How carefully cultivated is your anonymity? With more attention, and with some clear promo photos now being distributed, you’re going to start being recognized more, and names are going to be put to your faces. Is this something you’re ready for?
I don't like my picture taken because to me, has nothing to do with the music we're making. It's like going to watch a film and having the director put a picture of himself up at the end of the film! "Oh look at me!! I did this!". Fuck off, no one cares. Now obviously its different because we're signed and certain things are expected. If someone is good to you, its only right that you're good to them back. Thats how it works. The balance of the universe. So, when Rise Above supports us in letting us do whatever we want musically, then its only right that I help them promote our music and sell copies by getting a few pictures taken.

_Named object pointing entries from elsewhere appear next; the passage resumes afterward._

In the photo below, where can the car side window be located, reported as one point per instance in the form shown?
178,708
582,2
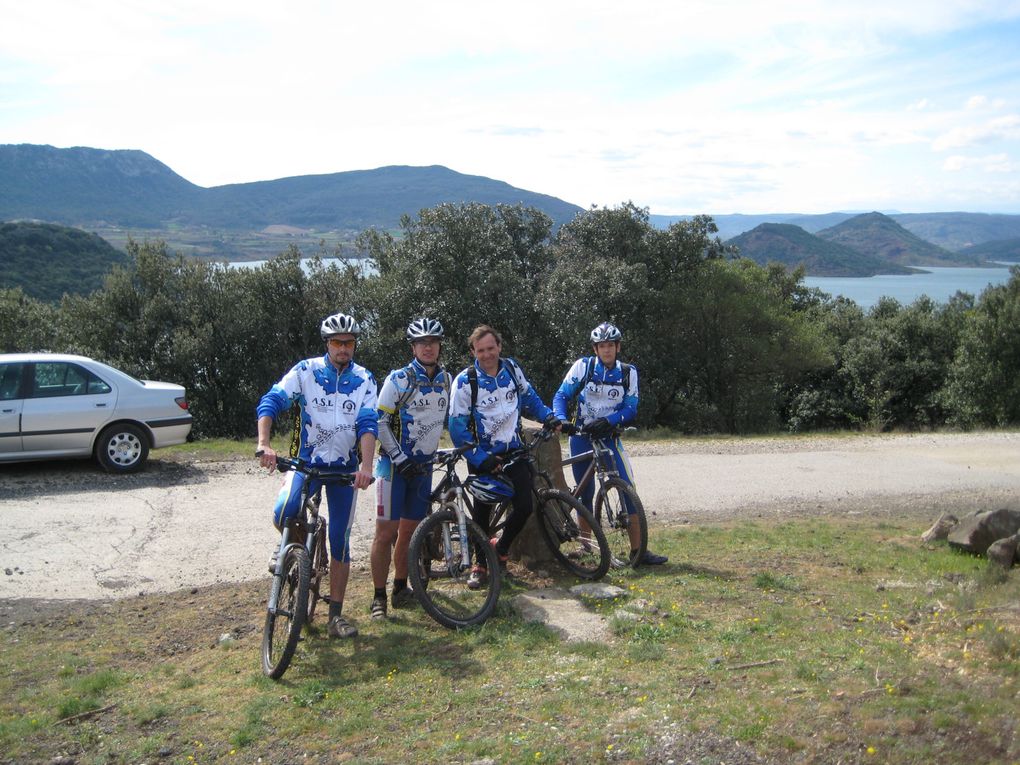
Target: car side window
62,378
10,380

I understand “Mind Control” is, like “Blood Lust,” also a concept album. But whereas “Blood Lust” had a real campy, grindhouse quality to it, “Mind Control” is much darker, with overt allusions to the Manson Family. Can you tell us about the concept? What is it about this early occult imagery and sound that you find so compelling?
Its about a man who thinks he is God, starting a death cult out in the desert. He manipulates his followers and feeds them with drugs and hate before sending them off to kill. A lot of it is to do with, obviously mind control, but also the idea of Abraxas; light and darkness or good and evil in the same act.
Where is Mt. Abraxas, and what does it take to reach the summit?
It's in your mind. Only fools are easily lead to its summit.
From the pictures we’ve seen of you, you look pretty young. Can you tell me how old you are, and give me some perspective on how your musical influences have evolved? I assume you haven’t always been obsessed with Black Sabbath and the early ‘70s.
I have all kinds of influences from Simon And Garfunkel to Electric Wizard! I've been obsessed with Sabbath since I was about 16 and have always enjoyed 70s rock music. It was the decade when rock music was done correctly. It's a classic sound, like a Fender valve amp from the 50's. There's no need to improve upon it's design. They tried adding synths to rock music in the 80s and rap elements in the 90's. Fuck knows what people are adding to it today to try and 'improve' and modernize it. It doesn't need it. We're just carrying on the classic sound.
How solid is the band lineup now?
Very solid. This is the most solid it's ever been actually.
The band is from Cambridge, which was of course home to Syd Barrett. What influence did he have on your music? Did you ever see him around town?
We love Pink Floyd. I love all eras of their music and obviously Syd is a big influence. I was always on the lookout for him. I knew where he lived and what he looked like but I would never intrude or go actively searching. I finally saw him ride past me on his bike one day and that was it.
If you could interview anyone, who would it be, and what would you ask them?
Charles Manson. I'd ask him for his thoughts on Neil Young's Revolution Blues.
Any words on the death of Slayer’s Jeff Hanneman?
Obviously very sad. Slayer were a band I loved when I was growing up. To me Reign In Blood is still the greatest thrash album of all time. Hanneman wrote some great, dark lyrics and music.
It looks like you have a few festival shows lined up, but no tours. When can we expect to see Uncle Acid & the Deadbeats in the US?
Who knows. Certainly not this year. We'll see how it goes. We're just easing into playing live again with these festival dates, but maybe next year we'll venture further afield.
Finally, a friend of mine wants to know what you thought of the ‘70s remake of “King Kong.”
I've never seen it! It's probably better than that CGI garbage they did a few years ago!
Mind Control will be released in the U.S. May 14 on Metal Blade Records.